では、VR ZONEの戦略はどうだったのか。小山氏は市場代替によって家庭用ゲーム機やスマホなど、家でゲームが遊べるようになり、ゲームコーナーやゲームセンターに人が来なくなったと話す。「人を呼び戻すには、輪廻と代替の法則を使うことだと考えた。分析してみると、この8年間でカップルやリア充(※リアルの生活が充実している人)グループの来店が消滅しており、市場が半分になっていた。2000年、大規模小売店舗立地法が改正され、日本中に大型ショッピングモールが乱立した。そこには必ずゲームコーナーが存在した。クレーンゲームやメダルゲームなど、各メーカー開発競争に明け暮れ、差別化戦略をした結果、どこの店も一緒になってしまった。そして従来のゲームセンターは、音楽ゲームやネット対戦ゲームなど、やり込みゲームが主体になった。そこで各メーカーはやり込みゲームの開発に明け暮れた。その結果、特定タイトル目的のマニア店になってしまった」(小山氏)。

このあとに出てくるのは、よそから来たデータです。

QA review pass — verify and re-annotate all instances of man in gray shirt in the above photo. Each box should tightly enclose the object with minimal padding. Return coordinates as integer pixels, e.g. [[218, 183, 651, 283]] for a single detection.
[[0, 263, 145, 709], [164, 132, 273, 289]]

小山氏は「こうしてリア充とカップルがゲームコーナーやゲームセンターに来なくなった。そこで、バンナムで取りこぼしてきたリア充をターゲットに定めた」と振り返る。ここまではトップも理解したが、会社のコアコンピテンシー(企業の中核となる強み)を活用させようと、ゲームセンターにVRゲームを作って来店させるように言われたという。
だが「もうゲームセンターに彼らは来ないことはわかっていた。社内と戦うには理念を盾にとることが大事。そこでお台場のアパレルが並ぶ場所で行ったVR実験店での調査結果をアピールした。また、強みの中心に名称を付けることも大事なので、”スーパーVR”テクノロジー“と名付けた。コアコンピテンシーを別の視点で再認識させるビジョンを見せ、エンタメのリーダー企業へと成長できる道筋をアピール、いつものやり方でできることも示した。会社の理念である”世界で最も期待されるエンターテインメント企業グループ”についても触れた」と、VR ZONEの企画を上層部に説得した課程を明かした。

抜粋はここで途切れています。